Le genre policier représente la moitié des fictions diffusées sur les chaînes publiques. Pour des raisons d'audience, mais pas seulement. Enquête.

"France Télévisions doit expérimenter plus d'audace dans les formats et les programmes. Le genre policier représentent 50% de ses fictions, et même 90% sur France 3. Cela fait monter un sentiment d'insécurité. Surtout, c'est comme si on allait toujours au même restaurant. En France, on manque de fiction jeunesse, ou pour adolescents. Et les fictions historiques ont disparu".

Tel est le coup de gueule lancé mercredi 17 octobre par Sophie Deschamps, présidente de la société des auteurs SACD. Un producteur confirme: "je propose un tas de genres, mais France Télévisions ne prend que des polars, contrairement aux autres chaînes".

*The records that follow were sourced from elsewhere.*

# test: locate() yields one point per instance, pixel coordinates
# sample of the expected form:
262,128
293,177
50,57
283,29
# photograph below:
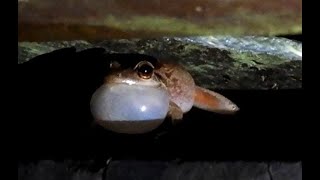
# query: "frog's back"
180,84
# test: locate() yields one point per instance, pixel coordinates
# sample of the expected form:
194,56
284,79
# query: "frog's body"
162,89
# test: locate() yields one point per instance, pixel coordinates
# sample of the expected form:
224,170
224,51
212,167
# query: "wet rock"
215,62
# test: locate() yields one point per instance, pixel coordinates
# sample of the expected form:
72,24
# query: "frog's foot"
214,102
175,113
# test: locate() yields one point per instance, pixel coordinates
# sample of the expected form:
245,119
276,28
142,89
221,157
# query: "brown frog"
139,93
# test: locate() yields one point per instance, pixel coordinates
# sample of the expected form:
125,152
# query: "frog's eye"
114,65
144,69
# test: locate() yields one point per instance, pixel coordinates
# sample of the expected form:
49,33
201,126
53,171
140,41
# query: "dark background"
57,123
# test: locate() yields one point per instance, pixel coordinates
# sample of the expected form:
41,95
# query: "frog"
141,91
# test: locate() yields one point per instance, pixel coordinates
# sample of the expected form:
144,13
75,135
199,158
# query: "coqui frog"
138,94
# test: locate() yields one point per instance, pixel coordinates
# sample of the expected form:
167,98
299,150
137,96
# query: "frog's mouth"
118,79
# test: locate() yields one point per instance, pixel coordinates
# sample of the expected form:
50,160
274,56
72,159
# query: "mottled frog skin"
139,93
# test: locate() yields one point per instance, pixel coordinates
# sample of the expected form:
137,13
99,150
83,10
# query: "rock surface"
161,170
214,62
97,19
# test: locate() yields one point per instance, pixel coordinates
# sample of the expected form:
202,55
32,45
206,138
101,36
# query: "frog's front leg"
175,113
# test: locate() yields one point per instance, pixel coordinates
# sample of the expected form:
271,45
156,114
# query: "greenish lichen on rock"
213,66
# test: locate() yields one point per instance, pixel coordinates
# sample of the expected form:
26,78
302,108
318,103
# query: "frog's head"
138,73
132,99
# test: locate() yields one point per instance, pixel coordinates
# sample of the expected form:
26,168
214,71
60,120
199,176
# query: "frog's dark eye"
145,69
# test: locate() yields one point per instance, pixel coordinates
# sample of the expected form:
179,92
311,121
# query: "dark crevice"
269,171
105,170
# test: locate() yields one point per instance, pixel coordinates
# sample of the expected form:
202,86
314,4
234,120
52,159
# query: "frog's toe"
175,113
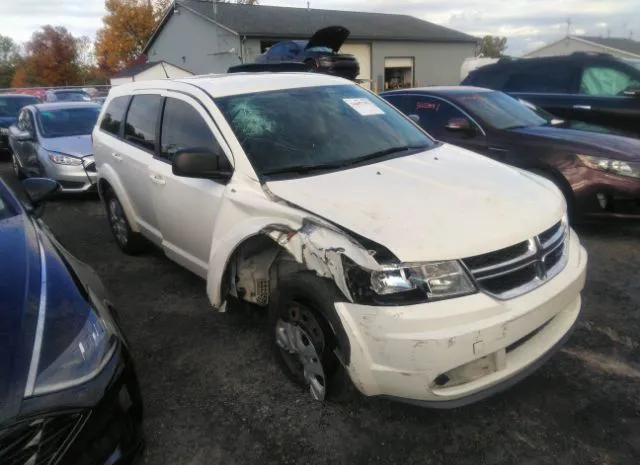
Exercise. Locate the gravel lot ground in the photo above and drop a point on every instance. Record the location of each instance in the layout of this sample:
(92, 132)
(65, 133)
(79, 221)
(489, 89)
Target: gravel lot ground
(213, 395)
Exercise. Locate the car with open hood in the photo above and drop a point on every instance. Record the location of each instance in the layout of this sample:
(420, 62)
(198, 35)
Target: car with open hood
(596, 168)
(68, 388)
(321, 53)
(54, 140)
(385, 260)
(10, 106)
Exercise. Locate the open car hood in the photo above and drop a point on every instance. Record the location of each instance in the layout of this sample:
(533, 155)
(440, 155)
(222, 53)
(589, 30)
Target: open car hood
(332, 37)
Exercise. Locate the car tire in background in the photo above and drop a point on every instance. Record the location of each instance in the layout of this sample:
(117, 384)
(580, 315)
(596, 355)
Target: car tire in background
(16, 167)
(130, 242)
(303, 341)
(561, 184)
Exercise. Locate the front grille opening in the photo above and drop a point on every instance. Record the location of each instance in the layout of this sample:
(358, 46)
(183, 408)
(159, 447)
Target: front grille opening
(37, 441)
(498, 257)
(509, 281)
(554, 257)
(549, 233)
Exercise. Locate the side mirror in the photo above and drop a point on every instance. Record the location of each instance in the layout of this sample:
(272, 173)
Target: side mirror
(461, 125)
(632, 91)
(39, 189)
(202, 163)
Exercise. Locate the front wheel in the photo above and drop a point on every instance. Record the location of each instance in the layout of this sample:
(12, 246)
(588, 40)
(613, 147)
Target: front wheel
(304, 343)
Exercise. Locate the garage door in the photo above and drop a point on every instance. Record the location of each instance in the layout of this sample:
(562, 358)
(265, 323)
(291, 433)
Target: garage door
(363, 53)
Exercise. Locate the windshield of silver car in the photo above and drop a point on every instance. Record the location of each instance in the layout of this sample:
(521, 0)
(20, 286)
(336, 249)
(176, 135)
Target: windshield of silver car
(319, 128)
(66, 122)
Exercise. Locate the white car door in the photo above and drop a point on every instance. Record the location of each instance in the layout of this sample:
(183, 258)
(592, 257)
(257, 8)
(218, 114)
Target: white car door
(186, 208)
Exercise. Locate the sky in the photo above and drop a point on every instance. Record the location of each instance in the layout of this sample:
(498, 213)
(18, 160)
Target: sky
(527, 24)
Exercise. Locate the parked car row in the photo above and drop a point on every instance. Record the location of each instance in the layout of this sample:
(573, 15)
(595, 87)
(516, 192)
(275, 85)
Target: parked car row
(415, 245)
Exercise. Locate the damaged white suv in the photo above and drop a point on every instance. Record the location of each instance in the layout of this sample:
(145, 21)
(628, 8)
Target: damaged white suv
(414, 269)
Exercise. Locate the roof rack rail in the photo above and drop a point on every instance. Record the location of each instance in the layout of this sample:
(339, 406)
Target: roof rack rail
(593, 54)
(285, 67)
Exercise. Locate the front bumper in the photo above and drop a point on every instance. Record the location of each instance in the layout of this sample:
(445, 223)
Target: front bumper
(600, 194)
(98, 423)
(458, 351)
(72, 179)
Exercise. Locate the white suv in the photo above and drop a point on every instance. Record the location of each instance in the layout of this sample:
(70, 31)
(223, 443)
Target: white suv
(418, 270)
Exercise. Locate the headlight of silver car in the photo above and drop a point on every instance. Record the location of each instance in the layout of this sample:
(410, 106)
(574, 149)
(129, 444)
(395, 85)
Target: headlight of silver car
(407, 284)
(62, 159)
(623, 168)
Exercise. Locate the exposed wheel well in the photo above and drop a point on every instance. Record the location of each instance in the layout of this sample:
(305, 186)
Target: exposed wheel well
(254, 269)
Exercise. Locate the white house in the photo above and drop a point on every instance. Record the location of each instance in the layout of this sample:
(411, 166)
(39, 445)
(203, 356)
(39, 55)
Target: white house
(149, 71)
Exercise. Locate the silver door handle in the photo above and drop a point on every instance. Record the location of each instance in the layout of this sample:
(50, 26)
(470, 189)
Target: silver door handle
(157, 179)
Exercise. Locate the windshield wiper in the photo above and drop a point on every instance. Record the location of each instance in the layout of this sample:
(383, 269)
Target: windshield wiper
(305, 169)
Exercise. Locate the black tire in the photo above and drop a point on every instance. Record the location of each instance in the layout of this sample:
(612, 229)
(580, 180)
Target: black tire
(17, 171)
(130, 242)
(564, 188)
(306, 289)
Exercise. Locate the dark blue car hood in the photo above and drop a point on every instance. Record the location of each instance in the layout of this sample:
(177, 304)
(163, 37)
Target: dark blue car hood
(20, 273)
(6, 121)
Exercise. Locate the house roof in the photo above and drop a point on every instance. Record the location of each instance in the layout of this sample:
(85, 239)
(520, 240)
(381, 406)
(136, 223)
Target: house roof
(618, 43)
(137, 68)
(294, 23)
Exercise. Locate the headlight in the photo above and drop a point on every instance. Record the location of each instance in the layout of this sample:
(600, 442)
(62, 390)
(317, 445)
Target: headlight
(72, 343)
(623, 168)
(61, 159)
(409, 284)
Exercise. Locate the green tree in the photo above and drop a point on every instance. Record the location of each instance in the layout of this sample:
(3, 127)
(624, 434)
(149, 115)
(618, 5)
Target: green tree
(493, 46)
(9, 60)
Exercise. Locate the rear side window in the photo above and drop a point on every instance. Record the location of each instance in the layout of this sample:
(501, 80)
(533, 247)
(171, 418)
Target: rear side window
(114, 114)
(551, 77)
(183, 127)
(142, 118)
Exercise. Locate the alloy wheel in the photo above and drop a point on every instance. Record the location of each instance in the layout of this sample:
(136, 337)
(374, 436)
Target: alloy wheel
(301, 341)
(118, 221)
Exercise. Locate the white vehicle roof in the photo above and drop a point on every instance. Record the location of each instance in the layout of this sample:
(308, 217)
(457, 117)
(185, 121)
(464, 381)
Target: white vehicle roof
(220, 85)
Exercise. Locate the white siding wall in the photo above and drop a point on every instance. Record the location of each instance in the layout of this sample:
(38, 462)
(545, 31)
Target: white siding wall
(195, 44)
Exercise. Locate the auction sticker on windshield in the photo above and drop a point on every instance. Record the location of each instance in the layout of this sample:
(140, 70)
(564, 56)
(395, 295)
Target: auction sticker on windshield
(363, 106)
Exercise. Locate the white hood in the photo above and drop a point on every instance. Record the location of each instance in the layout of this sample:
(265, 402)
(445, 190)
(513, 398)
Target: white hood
(445, 203)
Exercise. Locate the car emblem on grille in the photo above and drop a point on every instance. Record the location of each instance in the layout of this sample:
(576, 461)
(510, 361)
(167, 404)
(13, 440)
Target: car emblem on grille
(541, 267)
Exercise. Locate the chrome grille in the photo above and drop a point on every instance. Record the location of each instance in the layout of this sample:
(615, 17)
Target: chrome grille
(520, 268)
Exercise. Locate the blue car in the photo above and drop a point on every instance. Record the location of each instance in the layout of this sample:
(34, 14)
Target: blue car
(68, 391)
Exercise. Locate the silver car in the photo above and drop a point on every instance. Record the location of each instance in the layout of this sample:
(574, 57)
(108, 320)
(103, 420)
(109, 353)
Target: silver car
(54, 140)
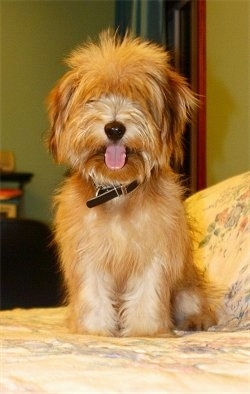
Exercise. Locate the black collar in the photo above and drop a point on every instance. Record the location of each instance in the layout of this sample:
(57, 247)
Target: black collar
(106, 193)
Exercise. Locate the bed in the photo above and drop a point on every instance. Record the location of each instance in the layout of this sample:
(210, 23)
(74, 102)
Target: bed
(40, 355)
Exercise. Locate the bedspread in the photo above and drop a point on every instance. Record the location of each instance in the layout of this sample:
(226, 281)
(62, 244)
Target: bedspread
(40, 355)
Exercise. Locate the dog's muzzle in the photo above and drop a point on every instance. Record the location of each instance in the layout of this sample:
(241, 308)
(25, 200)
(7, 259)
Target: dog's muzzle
(115, 130)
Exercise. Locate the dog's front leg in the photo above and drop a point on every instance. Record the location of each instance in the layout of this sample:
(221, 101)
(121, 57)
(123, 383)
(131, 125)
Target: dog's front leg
(92, 307)
(146, 304)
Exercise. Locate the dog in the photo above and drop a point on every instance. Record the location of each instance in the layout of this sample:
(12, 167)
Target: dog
(125, 246)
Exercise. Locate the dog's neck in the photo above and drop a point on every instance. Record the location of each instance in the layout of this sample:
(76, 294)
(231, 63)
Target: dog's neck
(107, 193)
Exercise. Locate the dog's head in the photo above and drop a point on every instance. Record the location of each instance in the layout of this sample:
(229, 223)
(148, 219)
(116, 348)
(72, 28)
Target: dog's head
(120, 112)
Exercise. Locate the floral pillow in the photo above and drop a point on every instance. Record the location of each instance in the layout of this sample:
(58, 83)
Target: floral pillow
(221, 216)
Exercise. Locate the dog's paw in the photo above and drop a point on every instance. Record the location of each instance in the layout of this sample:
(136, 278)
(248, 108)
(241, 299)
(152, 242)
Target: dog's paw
(197, 322)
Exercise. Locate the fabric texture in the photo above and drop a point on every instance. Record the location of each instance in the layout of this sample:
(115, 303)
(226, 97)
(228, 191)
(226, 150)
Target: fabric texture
(39, 355)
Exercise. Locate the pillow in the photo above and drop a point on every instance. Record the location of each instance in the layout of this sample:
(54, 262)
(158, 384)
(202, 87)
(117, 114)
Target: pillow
(221, 216)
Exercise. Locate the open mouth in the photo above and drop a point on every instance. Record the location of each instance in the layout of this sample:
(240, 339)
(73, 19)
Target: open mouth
(115, 156)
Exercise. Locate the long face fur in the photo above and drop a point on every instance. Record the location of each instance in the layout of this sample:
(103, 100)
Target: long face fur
(117, 117)
(127, 81)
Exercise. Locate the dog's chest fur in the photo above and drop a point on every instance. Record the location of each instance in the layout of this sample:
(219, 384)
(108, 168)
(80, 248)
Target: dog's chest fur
(122, 237)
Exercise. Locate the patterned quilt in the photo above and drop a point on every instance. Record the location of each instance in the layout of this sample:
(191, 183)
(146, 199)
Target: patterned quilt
(39, 355)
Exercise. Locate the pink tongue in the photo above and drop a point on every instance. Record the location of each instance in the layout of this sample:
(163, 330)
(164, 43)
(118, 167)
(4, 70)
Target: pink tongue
(115, 156)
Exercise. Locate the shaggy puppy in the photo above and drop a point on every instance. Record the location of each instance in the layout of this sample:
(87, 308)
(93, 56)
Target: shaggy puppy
(117, 119)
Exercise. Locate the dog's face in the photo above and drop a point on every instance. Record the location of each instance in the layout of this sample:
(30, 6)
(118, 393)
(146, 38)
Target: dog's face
(120, 111)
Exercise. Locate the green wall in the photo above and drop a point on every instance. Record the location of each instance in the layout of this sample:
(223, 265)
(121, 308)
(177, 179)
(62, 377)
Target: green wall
(228, 89)
(35, 36)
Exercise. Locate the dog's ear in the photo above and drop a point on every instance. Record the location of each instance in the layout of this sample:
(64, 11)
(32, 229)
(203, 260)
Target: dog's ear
(59, 104)
(180, 103)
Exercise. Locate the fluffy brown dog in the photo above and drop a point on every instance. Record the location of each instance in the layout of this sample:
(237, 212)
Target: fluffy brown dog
(117, 119)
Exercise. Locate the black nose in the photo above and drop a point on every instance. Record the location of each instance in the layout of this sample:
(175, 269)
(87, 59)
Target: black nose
(114, 130)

Ceci est corroboré par le dernier rapport du CSA (Conseil supérieur de l'audiovisuel) sur France Télévisions:

"En 2017, France Télévisions avait indiqué vouloir diversifier les genres de fictions produites (de la comédie à la science-fiction), aller vers des écritures 'plus audacieuses'. La traduction concrète de cette ambition reste à ce jour limitée.
La plupart des fictions demeurent cantonnées au registre policier et ne permettent pas de marquer une réelle différence avec l'offre des chaînes privées. De 20h30 à 23 heures, presque la moitié des fictions sur l’ensemble des antennes relèvent du genre policier ou d’espionnage.
La domination du registre policier laisse trop peu de place à des propositions plus originales et innovantes.
L’offre se caractérise par une trop timide diversification de ses thématiques et de ses écritures
France Télévisions doit moderniser son offre afin de la rendre plus innovante sans abandonner les adaptations littéraires, vecteur de culture après du grand public".

Audience à tout prix?

L'explication est simple: les audiences du polar sont bonnes. L'an dernier, la meilleure audience de fiction toutes chaînes confondues a été un épisode de Capitaine Marleau sur la Trois, avec 7,7 millions de téléspectateurs. Sur la Deux comme sur la Cinq, les meilleures audiences de fiction de l'année ont été des épisodes des Petits meurtres d'Agatha Christie. Sur France 4, la palme revient à un épisode de l'américain Cold case. Même sur France Ô, la fiction qui a fait le plus d'audience a été Meurtres en Martinique.

C'est aussi vrai sur les chaînes privées. Sur TF1 par exemple, la palme est détenue par un épisode de Section de recherches. Mais c'est aussi vrai à l'étranger. En Grande-Bretagne, en Allemagne ou en Italie, ce sont aussi des polars qui arrivent en tête des audiences de l'année, avec respectivement Sherlock, Tatort et Commissaire Montalbano, relève une étude du CNC. "Mais d'autres genres peuvent faire de bonnes audiences, comme le montrent Dix pour cent, les Bracelets rouges ou Good doctor", pointe un autre producteur.

Sophie Deschamps fulmine: "On s'est pris quelques bides d'audience avec des fictions historiques, donc on les a supprimés".

Explications internes

Mais il y a aussi d'autres explications internes. D'abord, un retour de bâton par rapport au passé, notamment la présidence de Patrick de Carolis, qui avait mis à l'antenne beaucoup de fictions en costumes (Chez Maupassant...). Ses prédécesseurs ont donc ensuite voulu diminuer leur part.

Dernière explication: les rivalités internes au sein de France Télévisions. "France 3 a longtemps été interdit de polar, et donc maintenant se rattrape", explique un ancien dirigeant.